10. The method according to claim 9, wherein receiving the different TBs issued by using the repeated TB alternate transmissions till the quantity of received TBs reaches the total quantity of the to-be-transmitted TBs comprises: receiving the different TBs sent by using the repeated multi-TB alternate transmissions in a scheduling sequence of the different TBs till the quantity of the received TBs reaches the total quantity of the to-be-transmitted TBs, wherein J different TBs are received in a multi-TB alternate transmission, and J is the quantity of TBs of the one multi-TB alternate transmission.

11. The method according to claim 9, further comprising: sending an HARQ feedback of one of the received one or more TBs by using a predetermined subframe after receiving the one or more TBs issued by using the one multi-TB alternate transmission.

12. A data transmission apparatus, comprising: a processor; and a memory storing an executable program, wherein the executable program, when is executed by the processor, causes the apparatus to perform: determining configuration information of one or more multi-transmission block (TB) alternate transmissions according to a hybrid automatic repeat request (HARQ) bundling configuration; andusing the one or more multi-TB alternate transmissions to send one or more TB on the basis of the configuration information;wherein the executable program, when is executed by the processor, further causes the apparatus to perform:determining a duplex mode of user equipment; anddetermining a quantity of TBs of one multi-TB alternate transmission of the one or more multi-TB alternate transmissions according to a size of a plurality of HARQ feedbacks bound to a same physical uplink control channel (PUCCH) resource in response to determining that the user equipment is in a full duplex frequency division duplex (FD-FDD) mode and the HARQ bundling configuration indicates that the plurality of HARQ feedbacks are bound to the same PUCCH resource to be transmitted.
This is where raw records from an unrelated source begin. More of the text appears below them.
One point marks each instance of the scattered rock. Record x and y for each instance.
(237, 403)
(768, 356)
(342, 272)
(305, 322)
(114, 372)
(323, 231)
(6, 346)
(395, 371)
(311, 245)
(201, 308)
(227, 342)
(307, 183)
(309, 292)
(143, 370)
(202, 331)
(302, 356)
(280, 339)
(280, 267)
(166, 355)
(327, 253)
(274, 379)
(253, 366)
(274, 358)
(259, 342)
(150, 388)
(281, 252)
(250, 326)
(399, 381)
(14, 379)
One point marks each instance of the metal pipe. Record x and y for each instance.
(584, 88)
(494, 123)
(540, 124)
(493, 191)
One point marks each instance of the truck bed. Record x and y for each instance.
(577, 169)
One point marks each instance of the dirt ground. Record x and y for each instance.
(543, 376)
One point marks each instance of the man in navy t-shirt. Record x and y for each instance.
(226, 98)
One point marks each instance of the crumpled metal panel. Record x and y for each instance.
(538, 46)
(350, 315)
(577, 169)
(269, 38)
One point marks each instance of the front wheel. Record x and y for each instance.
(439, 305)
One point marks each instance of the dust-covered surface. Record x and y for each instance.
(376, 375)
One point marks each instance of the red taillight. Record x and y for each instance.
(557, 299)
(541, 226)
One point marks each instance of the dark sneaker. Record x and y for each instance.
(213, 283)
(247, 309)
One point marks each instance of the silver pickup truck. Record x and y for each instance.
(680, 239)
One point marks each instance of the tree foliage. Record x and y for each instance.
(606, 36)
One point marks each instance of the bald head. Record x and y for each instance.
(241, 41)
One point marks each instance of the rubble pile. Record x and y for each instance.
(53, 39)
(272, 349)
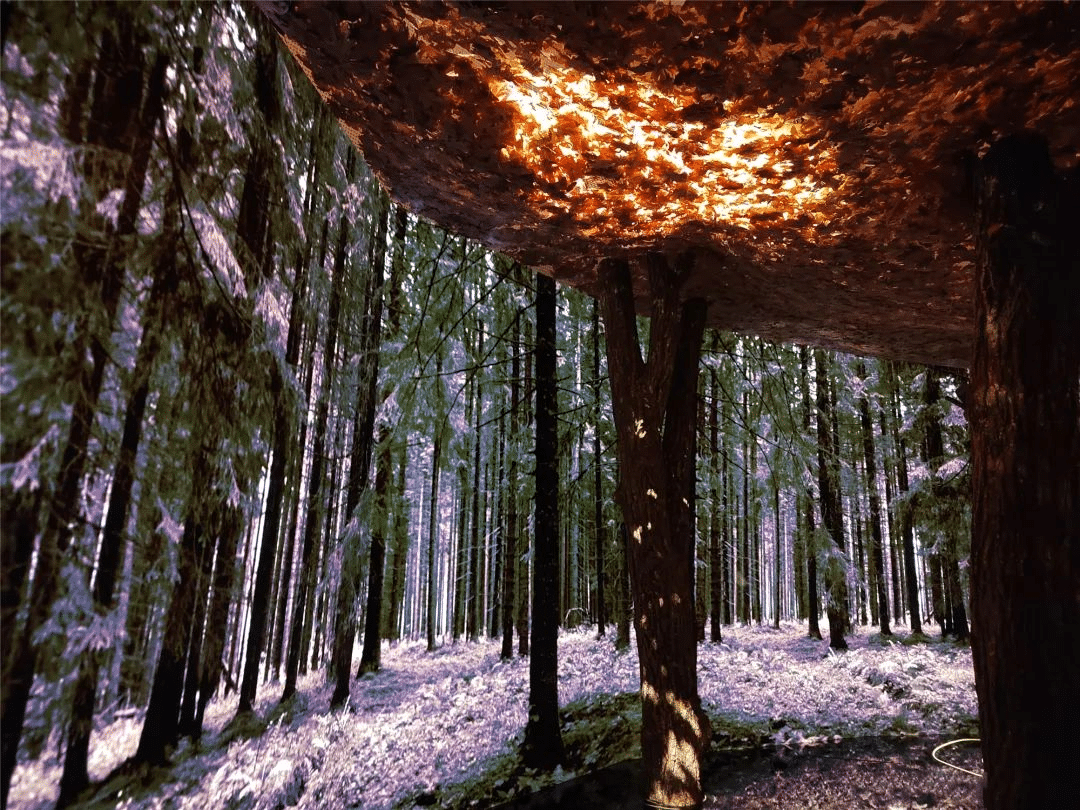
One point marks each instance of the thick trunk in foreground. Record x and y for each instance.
(655, 404)
(543, 738)
(1025, 415)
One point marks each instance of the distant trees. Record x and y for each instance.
(252, 407)
(543, 739)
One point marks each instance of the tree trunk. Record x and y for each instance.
(907, 537)
(436, 454)
(832, 516)
(192, 667)
(161, 723)
(716, 534)
(599, 525)
(370, 657)
(655, 408)
(360, 466)
(118, 102)
(225, 572)
(511, 563)
(809, 531)
(1025, 416)
(306, 584)
(75, 778)
(956, 616)
(543, 740)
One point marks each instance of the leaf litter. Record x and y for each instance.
(442, 729)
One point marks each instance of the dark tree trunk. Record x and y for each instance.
(898, 606)
(716, 534)
(832, 516)
(727, 543)
(1025, 416)
(598, 523)
(360, 466)
(394, 602)
(777, 558)
(161, 724)
(370, 657)
(907, 536)
(813, 608)
(436, 454)
(118, 103)
(461, 557)
(511, 563)
(523, 578)
(474, 604)
(956, 616)
(192, 669)
(75, 778)
(655, 404)
(294, 486)
(305, 586)
(225, 574)
(543, 740)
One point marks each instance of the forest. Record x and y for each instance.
(272, 443)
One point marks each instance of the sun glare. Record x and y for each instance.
(605, 151)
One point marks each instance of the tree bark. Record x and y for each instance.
(225, 572)
(360, 466)
(121, 122)
(161, 723)
(1025, 416)
(598, 524)
(543, 740)
(717, 537)
(832, 516)
(655, 404)
(511, 563)
(877, 543)
(305, 586)
(813, 607)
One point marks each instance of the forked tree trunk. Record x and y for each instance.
(655, 407)
(1025, 415)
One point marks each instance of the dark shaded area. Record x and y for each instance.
(864, 772)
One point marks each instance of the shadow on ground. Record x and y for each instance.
(869, 772)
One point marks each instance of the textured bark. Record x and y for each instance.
(955, 615)
(813, 607)
(543, 740)
(892, 275)
(598, 523)
(436, 455)
(305, 588)
(655, 407)
(907, 536)
(370, 656)
(120, 122)
(877, 544)
(161, 724)
(369, 659)
(717, 536)
(511, 563)
(832, 515)
(220, 601)
(1025, 416)
(360, 466)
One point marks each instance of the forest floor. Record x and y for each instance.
(795, 725)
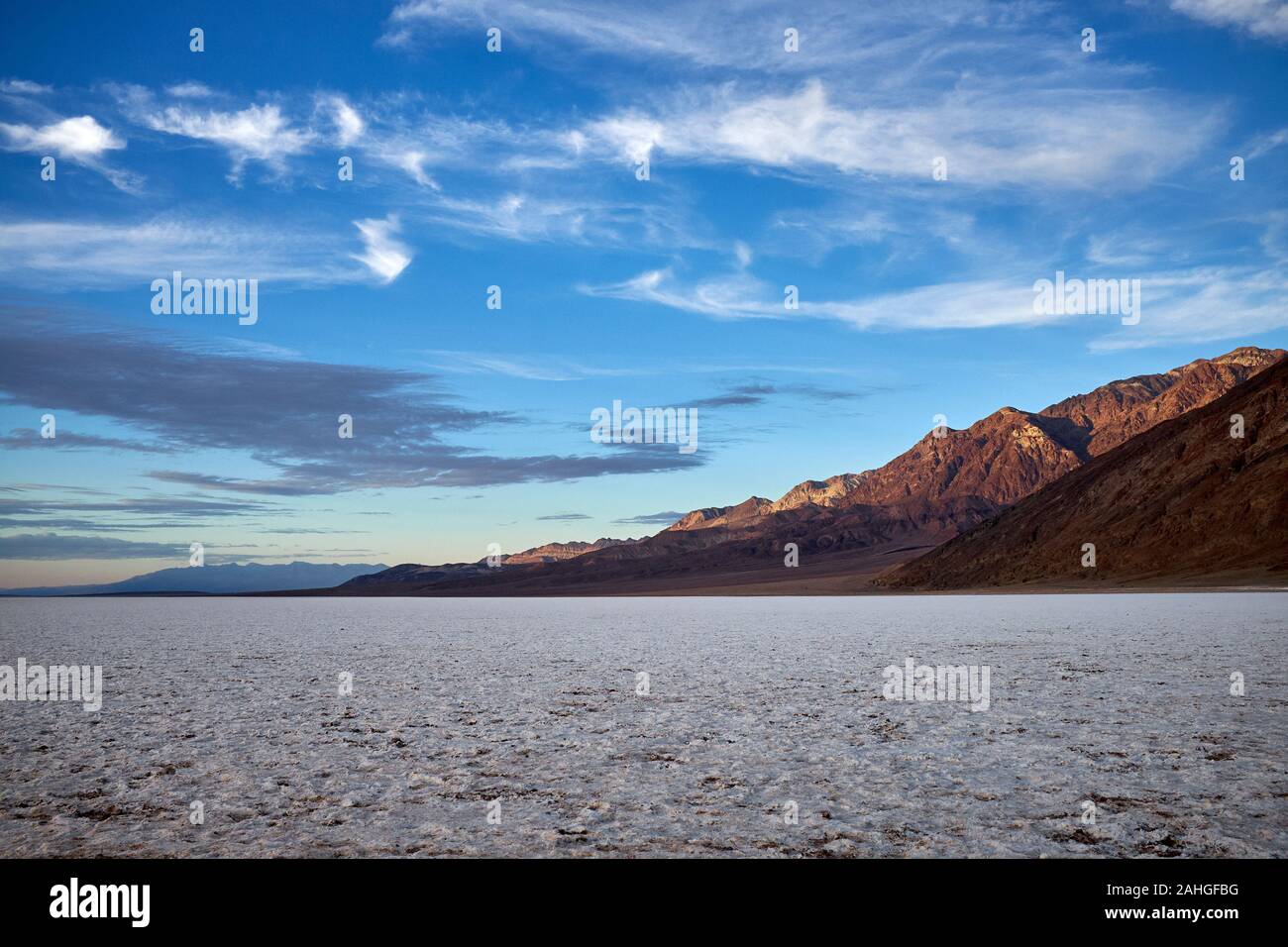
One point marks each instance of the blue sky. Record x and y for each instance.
(519, 169)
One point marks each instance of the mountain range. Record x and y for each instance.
(1194, 499)
(1137, 467)
(219, 579)
(854, 526)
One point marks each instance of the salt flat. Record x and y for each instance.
(1122, 701)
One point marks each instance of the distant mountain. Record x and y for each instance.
(413, 574)
(945, 483)
(228, 579)
(1180, 502)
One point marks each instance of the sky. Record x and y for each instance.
(640, 183)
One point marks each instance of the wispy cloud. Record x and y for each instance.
(256, 133)
(81, 140)
(1263, 18)
(384, 254)
(112, 254)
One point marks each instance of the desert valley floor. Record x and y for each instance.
(1122, 701)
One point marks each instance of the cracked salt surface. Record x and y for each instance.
(1121, 699)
13. A non-transitory computer-readable storage medium, storing an executable program, wherein the executable program, when is executed by the processor, causes an apparatus to perform steps of the data transmission method according to claim 1.

14. The method according to claim 10, further comprising: sending an HARQ feedback of the one or more received TBs by using a predetermined subframe after receiving the one or more TBs issued by using the one multi-TB alternate transmission.

15. A data transmission apparatus, comprising a processor; and a memory storing an executable program, wherein the executable program, when is executed by the processor, causes the apparatus to perform steps of the data transmission method according to claim 7.

16. A non-transitory computer-readable storage medium, storing an executable program, wherein the executable program, when is executed by the processor, causes an apparatus to perform steps of the data transmission method according to claim 7.